Improvisationskunst, nicht nur im Kleinen, sondern dieses Mal im Großen, war auch gefragt, als die Lokomotive mit der Bezeichnung ME 4092 plötzlich ohne Dach über dem noch nicht einmal montierten Schornstein dazustehen drohte. Die Bleibe in der Halle der Firma Paule musste aufgegeben werden, weil der auf Schwertransporte spezialisierten Firma an ihrem Standort in Obertürkheim selbst gekündigt worden war. Inzwischen hat die Lok in Schorndorf eine vorläufige Heimat gefunden. Dort harrt sie unter dem von einem Gönner zur Verfügung gestellten Dach der DBK Historische Bahn besserer Tage.

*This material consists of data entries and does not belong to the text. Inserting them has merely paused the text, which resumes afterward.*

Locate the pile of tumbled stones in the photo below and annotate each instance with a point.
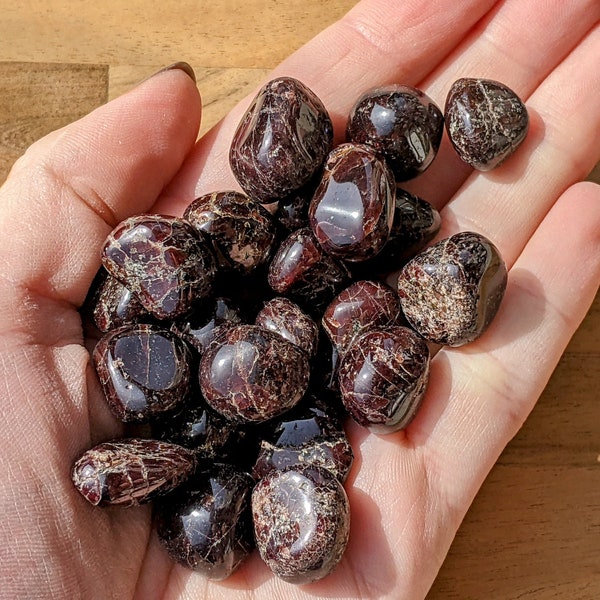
(237, 338)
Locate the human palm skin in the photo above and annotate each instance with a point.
(409, 491)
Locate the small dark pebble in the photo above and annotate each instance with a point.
(352, 210)
(281, 141)
(383, 378)
(400, 122)
(486, 121)
(144, 370)
(242, 231)
(163, 261)
(131, 471)
(251, 374)
(451, 292)
(301, 522)
(283, 317)
(206, 525)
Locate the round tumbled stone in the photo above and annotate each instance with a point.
(486, 121)
(400, 122)
(451, 292)
(301, 522)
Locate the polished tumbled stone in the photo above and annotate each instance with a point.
(451, 292)
(486, 121)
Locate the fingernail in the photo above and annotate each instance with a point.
(180, 66)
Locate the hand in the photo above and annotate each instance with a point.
(408, 491)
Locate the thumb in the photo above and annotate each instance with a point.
(72, 187)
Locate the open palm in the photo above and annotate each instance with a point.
(408, 491)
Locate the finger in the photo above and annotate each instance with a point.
(518, 43)
(482, 393)
(378, 42)
(70, 189)
(564, 145)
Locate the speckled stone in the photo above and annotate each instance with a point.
(207, 525)
(251, 375)
(281, 141)
(361, 306)
(302, 270)
(131, 471)
(383, 377)
(415, 224)
(451, 292)
(163, 261)
(306, 435)
(242, 231)
(301, 522)
(200, 327)
(196, 427)
(144, 370)
(352, 210)
(486, 121)
(283, 317)
(400, 122)
(113, 305)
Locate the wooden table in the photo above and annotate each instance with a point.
(534, 529)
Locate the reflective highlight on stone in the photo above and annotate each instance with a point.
(451, 292)
(283, 317)
(206, 526)
(281, 141)
(144, 371)
(241, 230)
(401, 123)
(130, 472)
(361, 306)
(302, 270)
(163, 261)
(352, 210)
(301, 522)
(383, 378)
(251, 375)
(486, 121)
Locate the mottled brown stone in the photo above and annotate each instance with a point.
(144, 370)
(302, 270)
(281, 141)
(130, 472)
(402, 123)
(113, 305)
(301, 522)
(200, 327)
(251, 374)
(361, 306)
(451, 292)
(486, 121)
(207, 525)
(383, 377)
(242, 231)
(306, 435)
(352, 210)
(283, 317)
(163, 261)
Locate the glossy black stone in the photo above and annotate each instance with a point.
(402, 123)
(144, 370)
(206, 526)
(281, 141)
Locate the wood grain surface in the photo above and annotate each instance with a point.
(534, 529)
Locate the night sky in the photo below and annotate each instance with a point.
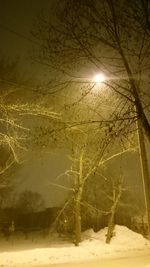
(16, 22)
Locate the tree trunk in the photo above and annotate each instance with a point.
(77, 219)
(78, 197)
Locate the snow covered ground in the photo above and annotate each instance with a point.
(52, 251)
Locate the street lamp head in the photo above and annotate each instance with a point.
(99, 78)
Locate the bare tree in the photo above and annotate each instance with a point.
(97, 36)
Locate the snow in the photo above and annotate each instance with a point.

ME 4092 soll wieder nach Esslingen kommen

Wie die aussehen könnten, davon hat Schäfer schon ganz konkrete Vorstellungen. „Wir hoffen, wenn der Umzug der Firma Paule nach Esslingen klappt, dass uns dort wieder der Teil einer Halle reserviert wird“, sagt Schäfer. Geht es nach seinen Vorstellungen, dann soll die Heirat, das Zusammenführen von Kessel und Rahmen, am Geburtsort der Lokomotive in Esslingen gefeiert werden. Die Hoffnung ist wohl nicht umsonst, denn der Seniorchef, Hermann Paule, ist den Worten Schäfers zufolge ein „absoluter Eisenbahnfreak“.

Auf solcherart Unterstützung ist der Verein angewiesen, sollte die Vision Wirklichkeit werden und die Lokomotive einst unter Dampf stehen. Als „Heimatstrecke“ für die ME 4092 ist die Schwäbische Waldbahn vorgesehen, die von Schorndorf nach Welzheim führt. „Auf der Museumsbahn könnten wir uns einen Einsatz sehr gut vorstellen“, sagt der Vereinschef, um gleich darauf auf die Frage, wann das denn sein könnte, mit den Schultern zu zucken.

Dabei hat der Verein das Glück, noch Leute in den Reihen haben, die in ihrer aktiven Zeit Dampflokomotiven bei der Industrie instand gesetzt haben. Dieses Praxiswissen, kombiniert mit den Fähigkeiten der Mechaniker aus dem Prototypenbau, die nach dem Motto „Goht net, gibt’s net!“ die Ideen der Ingenieure auf die Schiene bringen, sollten ideale Erfolgsgaranten sein. Die Frage, die Schäfer auch unbeantwortet lässt, aber ist, ob ihr Atem so lange reicht, um am Ende des Tages ihrem Schützling neuen Atem einzuhauchen.